Few Yemenis would relish al-Qaeda’s return. But given the mayhem now sweeping the south, the order they brought in their year-long rule of Mukalla appeals to some. After taking the port in March 2015, AQAP established a harsh but predictable judicial system. By contrast, their Emirati-backed successors have no courts to try prisoners. The jihadists were not conspicuously corrupt, say locals, with grudging respect. They paid civil servants’ salaries, and were surprisingly flexible in their interpretation of  sharia (Islamic law). Men were not forced to grow beards or stop work at prayer time. Male doctors persuaded clerics to let them operate on women, because they lacked female doctors.

UAE commanders now hope to secure Donald Trump’s backing to stay in Yemen until their mission is accomplished. In the first five months of his presidency, Mr Trump has launched more strikes on Yemen than Mr Obama did in all of 2016, including one on the day after he took office. American boots are back on the ground, too, if in small numbers. To speed things up, the White House has eased restrictions on the authorisation of airstrikes.
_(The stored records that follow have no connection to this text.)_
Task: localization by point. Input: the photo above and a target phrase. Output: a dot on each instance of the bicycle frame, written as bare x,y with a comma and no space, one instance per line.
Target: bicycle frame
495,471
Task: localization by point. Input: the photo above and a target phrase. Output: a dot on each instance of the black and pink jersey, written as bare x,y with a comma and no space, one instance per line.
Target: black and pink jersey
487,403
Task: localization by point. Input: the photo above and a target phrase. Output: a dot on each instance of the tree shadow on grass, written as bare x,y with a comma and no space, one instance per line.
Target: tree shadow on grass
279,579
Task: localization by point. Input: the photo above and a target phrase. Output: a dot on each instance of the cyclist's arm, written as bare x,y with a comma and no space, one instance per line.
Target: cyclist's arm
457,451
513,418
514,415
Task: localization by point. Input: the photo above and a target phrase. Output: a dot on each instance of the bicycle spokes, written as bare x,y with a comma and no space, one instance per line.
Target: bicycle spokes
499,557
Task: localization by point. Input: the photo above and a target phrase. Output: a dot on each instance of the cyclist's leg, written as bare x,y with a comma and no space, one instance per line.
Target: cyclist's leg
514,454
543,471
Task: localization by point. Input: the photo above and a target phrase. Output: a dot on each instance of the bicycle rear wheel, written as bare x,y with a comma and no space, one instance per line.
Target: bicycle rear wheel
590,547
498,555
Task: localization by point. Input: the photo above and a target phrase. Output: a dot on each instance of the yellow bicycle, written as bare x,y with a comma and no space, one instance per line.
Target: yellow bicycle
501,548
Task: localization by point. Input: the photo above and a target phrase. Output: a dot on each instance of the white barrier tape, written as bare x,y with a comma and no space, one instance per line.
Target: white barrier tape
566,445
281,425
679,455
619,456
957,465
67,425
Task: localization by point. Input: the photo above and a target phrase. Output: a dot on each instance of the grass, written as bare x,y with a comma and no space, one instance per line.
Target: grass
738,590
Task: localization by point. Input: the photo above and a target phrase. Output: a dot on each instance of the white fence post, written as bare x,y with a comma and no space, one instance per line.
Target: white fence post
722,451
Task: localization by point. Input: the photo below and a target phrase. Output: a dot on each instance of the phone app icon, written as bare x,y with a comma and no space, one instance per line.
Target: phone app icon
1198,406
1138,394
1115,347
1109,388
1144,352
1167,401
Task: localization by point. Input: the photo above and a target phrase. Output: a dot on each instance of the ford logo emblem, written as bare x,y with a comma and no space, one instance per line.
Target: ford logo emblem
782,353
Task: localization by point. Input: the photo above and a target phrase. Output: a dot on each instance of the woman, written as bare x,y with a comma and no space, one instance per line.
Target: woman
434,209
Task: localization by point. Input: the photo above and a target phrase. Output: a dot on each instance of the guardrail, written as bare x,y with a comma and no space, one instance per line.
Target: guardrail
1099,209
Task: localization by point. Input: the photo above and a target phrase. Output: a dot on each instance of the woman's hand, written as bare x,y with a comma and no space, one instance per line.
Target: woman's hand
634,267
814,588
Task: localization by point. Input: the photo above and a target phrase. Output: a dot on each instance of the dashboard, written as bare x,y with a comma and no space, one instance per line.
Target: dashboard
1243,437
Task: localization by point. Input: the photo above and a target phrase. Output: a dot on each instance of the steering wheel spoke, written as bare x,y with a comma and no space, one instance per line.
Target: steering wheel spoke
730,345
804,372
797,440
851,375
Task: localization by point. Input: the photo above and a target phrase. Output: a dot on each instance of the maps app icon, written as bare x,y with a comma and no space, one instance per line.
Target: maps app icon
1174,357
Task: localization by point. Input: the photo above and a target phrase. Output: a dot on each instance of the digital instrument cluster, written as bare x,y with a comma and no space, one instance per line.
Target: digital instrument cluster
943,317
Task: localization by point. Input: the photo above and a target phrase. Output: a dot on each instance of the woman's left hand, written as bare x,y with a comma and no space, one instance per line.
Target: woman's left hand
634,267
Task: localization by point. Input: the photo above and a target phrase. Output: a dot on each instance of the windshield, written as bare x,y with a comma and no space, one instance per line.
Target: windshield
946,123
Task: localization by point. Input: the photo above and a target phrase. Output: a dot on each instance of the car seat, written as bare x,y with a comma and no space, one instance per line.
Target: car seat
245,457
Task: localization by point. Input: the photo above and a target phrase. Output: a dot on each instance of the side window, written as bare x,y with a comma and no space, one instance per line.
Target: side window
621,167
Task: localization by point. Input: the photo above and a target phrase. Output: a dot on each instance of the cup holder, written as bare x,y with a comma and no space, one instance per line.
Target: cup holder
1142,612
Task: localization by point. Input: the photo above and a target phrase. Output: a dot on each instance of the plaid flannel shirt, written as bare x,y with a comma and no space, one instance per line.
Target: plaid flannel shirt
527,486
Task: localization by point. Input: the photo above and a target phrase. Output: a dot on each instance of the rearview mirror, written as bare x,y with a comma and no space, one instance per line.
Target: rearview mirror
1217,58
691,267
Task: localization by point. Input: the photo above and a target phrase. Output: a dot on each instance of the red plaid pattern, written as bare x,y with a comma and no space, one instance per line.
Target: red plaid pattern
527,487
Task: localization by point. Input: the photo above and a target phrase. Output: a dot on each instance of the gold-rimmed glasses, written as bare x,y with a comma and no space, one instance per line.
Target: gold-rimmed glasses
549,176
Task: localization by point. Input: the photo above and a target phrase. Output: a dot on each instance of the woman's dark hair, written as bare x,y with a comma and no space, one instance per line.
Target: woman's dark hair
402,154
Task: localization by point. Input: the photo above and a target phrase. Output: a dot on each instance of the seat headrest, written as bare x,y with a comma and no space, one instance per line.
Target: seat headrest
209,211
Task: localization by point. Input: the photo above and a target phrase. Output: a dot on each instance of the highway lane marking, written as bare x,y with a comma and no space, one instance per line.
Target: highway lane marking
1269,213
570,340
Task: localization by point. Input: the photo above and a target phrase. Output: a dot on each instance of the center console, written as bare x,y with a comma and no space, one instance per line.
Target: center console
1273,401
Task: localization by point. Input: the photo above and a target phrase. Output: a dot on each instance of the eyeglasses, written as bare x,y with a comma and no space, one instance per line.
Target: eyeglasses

Despite its success, the campaign against AQAP has critics. Some UAE officers wonder how long it will be before Yemenis view them as occupiers. Another fear is that AQAP’s defeat might create space for Islah, the local offshoot of the Muslim Brotherhood, another Islamist movement against which the UAE is fighting. Instead of breaking al-Qaeda, Yemen’s war could end up spreading it.